Regardless how much these incidents imply our desperate need for mass psychotherapy, they are also symbolic of a new wave which aims to restore the role of military institutions. It implies that Arab military forces should replace the arbitrariness of political and social Islam with the arbitrariness of the military boot. The obsession with the image of a military boot and turning it into a national symbol is not a celebration of democracy, rather one form of suppression over another and a desire to choose the form of suppression and its tools.

We don’t want the Islamists to slaughter us, but is it acceptable for the military boot to stamp down on us? It’s as if we are not worthy of both, of being liberated from being stepped on with the boot and from being murdered in the name of religion.

The formula of replacing Islamists with military oppression is active and is being marketed in the realms of politics, society, culture and the media, especially as decades of military rule in our country have established a solid relationship among these apparatuses.

There are civilian elements in our societies cooperating with the military as a progressive alternative to the Islamists. These elites benefit from the media’s overwhelming presence to market this idea. How else can we explain the silence over the murder of 55 people during a confrontation with the army while protesting in support of ousted Egyptian President Mohamed Mursi?

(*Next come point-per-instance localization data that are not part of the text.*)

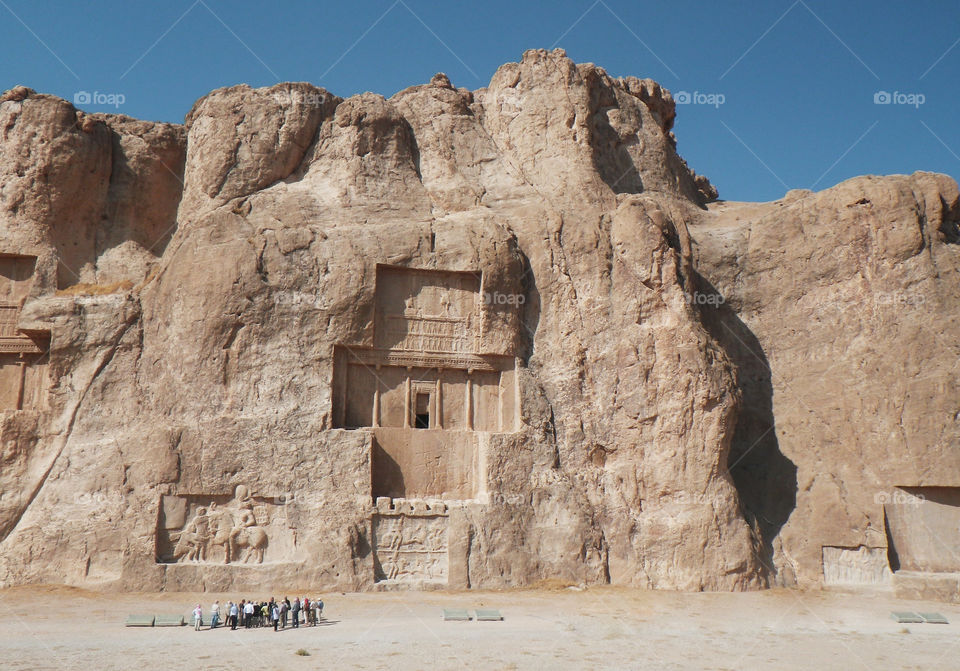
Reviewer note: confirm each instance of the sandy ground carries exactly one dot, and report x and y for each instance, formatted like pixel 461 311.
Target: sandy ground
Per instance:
pixel 600 628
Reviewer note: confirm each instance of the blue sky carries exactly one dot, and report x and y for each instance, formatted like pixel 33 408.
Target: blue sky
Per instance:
pixel 781 92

Calmness reigned over most of the Egyptian media, while TV hosts and journalists continued to commend the Egyptian army and to limit coverage of “evil acts” to the Muslim Brotherhood.

In Lebanon, during the Sidon clashes between the Lebanese army and Sheikh Ahmad al-Assir’s supporters, the media failed to mention that civilians were killed in the battle and that video tapes were leaked showing the Lebanese army torturing detainees, some of whom died as a result of beating and of being stepped on with army boots.

In Syria, news and photos of prominent army officers inaugurating a military boot monument in Latakia appear to be in total harmony with the regime’s rhetoric and practices.

It’s true that what applies to Egypt definitely doesn’t apply to Lebanon or Syria. But there’s a phenomenon invading us, and it’s similar to a psychological syndrome represented by elevating the army and making a soldier’s boots a sign of acceptance or rather a sign of celebration. It’s a boot, and it’s a military boot. Progressive countries celebrate the soldier’s service, not his boot. But in our region, the soldier stamps with his boot—an act usually carried out while accompanied with photos of abuse. The prices we paid for the army’s abuse after they reached power in Egypt, Iraq, Libya, Yemen and Syria are high.